Tuning Li2MnO3-Like Domain Size and Surface Structure Enables Highly Stabilized Li-Rich Layered Oxide Cathodes

Severe capacity/voltage fading still poses substantial obstacles in the commercial applications of Li-rich layered oxides, which stems from the aggregation of Li₂MnO₃-like domains and unstable surface structure. Here, we report highly stabilized Co-free Li_1.2Ni_0.2Mn_0.6O₂ with uniformly dispersed Li₂MnO₃-like domains and a protective rock-salt structure shell by reducing the oxygen partial pressure during high-temperature calcination. Experimental characterizations and DFT calculations reveal that the uniformly dispersed and small-sized Li₂MnO₃-like domains suppress the peroxidation of lattice oxygen, enabling highly reversible oxygen redox and excellent structural stability. Moreover, the induced rock-salt structure shell significantly restrains lattice oxygen release, TM dissolution, and interfacial side reactions, thereby improving the interfacial stability and facilitating Li⁺ diffusion.
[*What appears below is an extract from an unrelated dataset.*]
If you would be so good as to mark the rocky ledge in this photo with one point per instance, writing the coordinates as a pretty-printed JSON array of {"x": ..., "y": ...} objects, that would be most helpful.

Consequently, the obtained Li_1.2Ni_0.2Mn_0.6O₂ which was calcinated under an oxygen partial pressure of 0.1% (LNMO-0.1) delivers a high reversible capacity of 276.5 mAh g^-1 at 0.1 C with superior cycling performance (a capacity retention rate of 85.4% after 300 cycles with a small voltage fading rate of 0.76 mV cycle^-1) and excellent thermal stability. This work links the synthesis conditions with the domain structure and electrochemical performance of Li-rich cathode materials, providing some insights for designing high-performance Li-rich cathodes.